On Jul 20, 2015, at 10:29 PM, Domenic Denicola d...@domenic.me wrote:
Thanks very much for your feedback Maciej! I know we'll be talking a lot more
tomorrow, but one point in particular confused me:
From: Maciej Stachowiak [mailto:m...@apple.com]
4. Specifically, we don't really like the Optional Upgrades, Optional
Constructors proposal (seems like it's the worst of both worlds in terms of
complexity and weirdness) or the Parser-Created Classes proposal (not
clear how this even solves the problem).
Specifically with regard to the latter, what is unclear about how it solves
the problem? It completely gets rid of upgrades, which I thought you would be
in favor of.
The former is, as you noted, a compromise solution, that brings in the best
of both worlds (from some perspectives) and the worst of them (from others).
Sorry that this was unclear.
From our (many Apple folks') perspective, the biggest problem with the
prototype swizzling solution is that it doesn't allow natural use of ES6
classes, in particular with initialization happening through the constructor.

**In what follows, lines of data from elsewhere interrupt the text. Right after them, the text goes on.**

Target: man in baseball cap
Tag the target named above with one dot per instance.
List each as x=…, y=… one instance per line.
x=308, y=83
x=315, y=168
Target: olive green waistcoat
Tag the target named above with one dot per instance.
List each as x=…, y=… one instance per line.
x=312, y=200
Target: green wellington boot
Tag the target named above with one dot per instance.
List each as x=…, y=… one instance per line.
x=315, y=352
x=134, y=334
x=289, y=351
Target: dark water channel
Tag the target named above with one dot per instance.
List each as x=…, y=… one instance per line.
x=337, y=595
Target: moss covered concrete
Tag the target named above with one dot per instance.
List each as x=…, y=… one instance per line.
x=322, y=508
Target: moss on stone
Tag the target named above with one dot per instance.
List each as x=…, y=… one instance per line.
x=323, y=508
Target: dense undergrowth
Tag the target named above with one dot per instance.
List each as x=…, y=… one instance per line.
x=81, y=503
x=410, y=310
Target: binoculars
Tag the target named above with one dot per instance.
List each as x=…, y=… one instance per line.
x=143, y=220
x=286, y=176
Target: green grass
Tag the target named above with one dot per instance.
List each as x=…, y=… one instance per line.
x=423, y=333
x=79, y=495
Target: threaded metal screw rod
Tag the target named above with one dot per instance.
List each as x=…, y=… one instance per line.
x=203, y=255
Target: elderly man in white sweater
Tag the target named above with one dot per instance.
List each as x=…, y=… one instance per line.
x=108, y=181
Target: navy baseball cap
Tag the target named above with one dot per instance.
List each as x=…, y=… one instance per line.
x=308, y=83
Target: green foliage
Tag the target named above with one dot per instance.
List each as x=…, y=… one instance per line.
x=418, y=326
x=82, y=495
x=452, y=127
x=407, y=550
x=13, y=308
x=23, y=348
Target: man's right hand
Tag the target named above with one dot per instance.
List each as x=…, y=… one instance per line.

It seems like parser-created classes do not solve that problem, since
initialization happens before the class is even defined. It also does not solve
the secondary problem of FOUC, or the related flash of non-interactive content.
It *does* seem to solve the secondary problem of modifying prototype chains
after the fact and in some sense changing the class identity of elements.
By my best understanding of the anti synchronous constructors position, I
think there are two key concerns - the need to run arbitrary user code at
possibly inconvenient moments of parsing or cloning; and the fact that elements
can't be upgraded to a fancier version after the fact if they are parsed before
a relevant library loads. It does seem to solve both those problems.
Does that sound right to you?
If so, it is not much more appealing than prototype swizzling to us, since
our biggest concern is allowing natural use of ES6 classes.
(The we in this case includes at least myself, Ryosuke Niwa, Sam Weinig, and
Gavin Barraclough who composed this position statement today; but others at
Apple have also expressed similar vies in the past.)